Subséquemment, pour la prochaine étape, c’est quoi la recette ? Un soupçon de nécrophilie ?  Un zest d’acrotomophilie ? Une touche de coprophagie gastronomique ou mieux d’émétophilie ? Un narrateur alektotophile ? Il reste encore pas mal de paraphilies à saupoudrer pour relever la sauce !

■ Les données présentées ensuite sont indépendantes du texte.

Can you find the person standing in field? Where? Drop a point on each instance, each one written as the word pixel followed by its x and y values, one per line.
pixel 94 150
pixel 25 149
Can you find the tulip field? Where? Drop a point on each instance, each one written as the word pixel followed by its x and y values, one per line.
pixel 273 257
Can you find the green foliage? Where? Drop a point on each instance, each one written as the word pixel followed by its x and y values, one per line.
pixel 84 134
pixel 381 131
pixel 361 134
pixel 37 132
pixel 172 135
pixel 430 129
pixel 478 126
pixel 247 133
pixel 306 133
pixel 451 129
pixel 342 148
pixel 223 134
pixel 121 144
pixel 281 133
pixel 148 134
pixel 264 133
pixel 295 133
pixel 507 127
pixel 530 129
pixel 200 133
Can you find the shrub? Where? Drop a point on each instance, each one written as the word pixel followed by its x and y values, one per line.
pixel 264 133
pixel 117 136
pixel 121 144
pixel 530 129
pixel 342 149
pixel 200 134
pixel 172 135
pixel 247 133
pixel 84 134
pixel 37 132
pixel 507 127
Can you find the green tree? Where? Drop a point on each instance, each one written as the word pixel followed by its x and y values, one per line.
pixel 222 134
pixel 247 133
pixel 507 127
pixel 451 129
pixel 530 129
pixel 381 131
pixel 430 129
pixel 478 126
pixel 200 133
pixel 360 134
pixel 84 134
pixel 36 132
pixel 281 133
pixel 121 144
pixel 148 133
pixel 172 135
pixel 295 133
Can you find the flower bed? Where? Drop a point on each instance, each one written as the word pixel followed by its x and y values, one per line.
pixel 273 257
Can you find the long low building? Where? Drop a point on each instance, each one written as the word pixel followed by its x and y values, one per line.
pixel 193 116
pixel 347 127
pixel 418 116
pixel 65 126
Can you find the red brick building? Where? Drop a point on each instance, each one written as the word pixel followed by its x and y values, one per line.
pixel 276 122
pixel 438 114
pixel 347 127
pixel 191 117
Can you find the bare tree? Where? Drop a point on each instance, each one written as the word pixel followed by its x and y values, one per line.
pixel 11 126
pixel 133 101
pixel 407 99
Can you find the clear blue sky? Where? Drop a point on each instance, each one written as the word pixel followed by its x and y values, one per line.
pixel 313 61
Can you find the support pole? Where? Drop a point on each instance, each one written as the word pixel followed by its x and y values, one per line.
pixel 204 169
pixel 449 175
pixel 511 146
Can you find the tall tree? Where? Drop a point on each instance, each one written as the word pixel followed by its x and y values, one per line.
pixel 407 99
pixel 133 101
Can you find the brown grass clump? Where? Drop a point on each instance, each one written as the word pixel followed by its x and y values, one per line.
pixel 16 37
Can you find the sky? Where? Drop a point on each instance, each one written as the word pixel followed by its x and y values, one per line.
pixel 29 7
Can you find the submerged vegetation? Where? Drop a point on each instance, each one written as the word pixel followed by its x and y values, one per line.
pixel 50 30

Mais putain, Michel, réveille-toi ! Rembouche ton dentier ! Émerge de ton houellebecquisme ! Écris un truc qui développe autre chose que des chiffres de vente ! Qu’il ne puisse plus baiser ou se masturber… Pfffuuit ! Mais je m’en fous de sa bite, de cette resucée que tu nous ressers sans discontinuer ! Ce que je veux, c’est un livre qui prenne aux tripes. Un livre qui enrage, qui transporte. Un livre qui transmette l’envie de vouloir comprendre. Écoute, Michel. Je refuse de titrer mon prochain opus La Débâcle houellebecquienne ! Compris ? Alors, au boulot !

 

[1] « Notons que c’était déjà le même tour de passe magique dans Soumission (2015) : la drôle de construction romanesque d’alors arrivait à nous faire croire que quelques millions de musulmans en France, une minorité donc, était en mesure d’accéder à la toute-puissance politique. Une religion minoritaire, sous la plume de « MH », cela devient une religion d’État. Dans Sérotonine, c’est la même chose : une minorité de femmes devient une armada d’araignées venimeuses qu’il faut écraser à tous prix. Voilà comment on fait de la littérature à partir des fantasmes d’une époque, ou plutôt à partir des fantasmes d’une catégorie de population majoritaire qui ne supporte pas de partager un morceau de couverture symbolique avec celles et ceux qui ont envie d’autre chose qu’un regard sexuel modulé en regards sexistes. » Arthémise Johnson, « De la littérature du Phallus dans Sérotonine de Michel Houellebecq », Diacritik, 8 janvier 2019. Cf. aussi Johan Faerber, Diacritik, 8 janvier 2019.

[2] Celle-là est facile et usée, je sais.

[3] Cf. Arthémise Johnson, art. cit.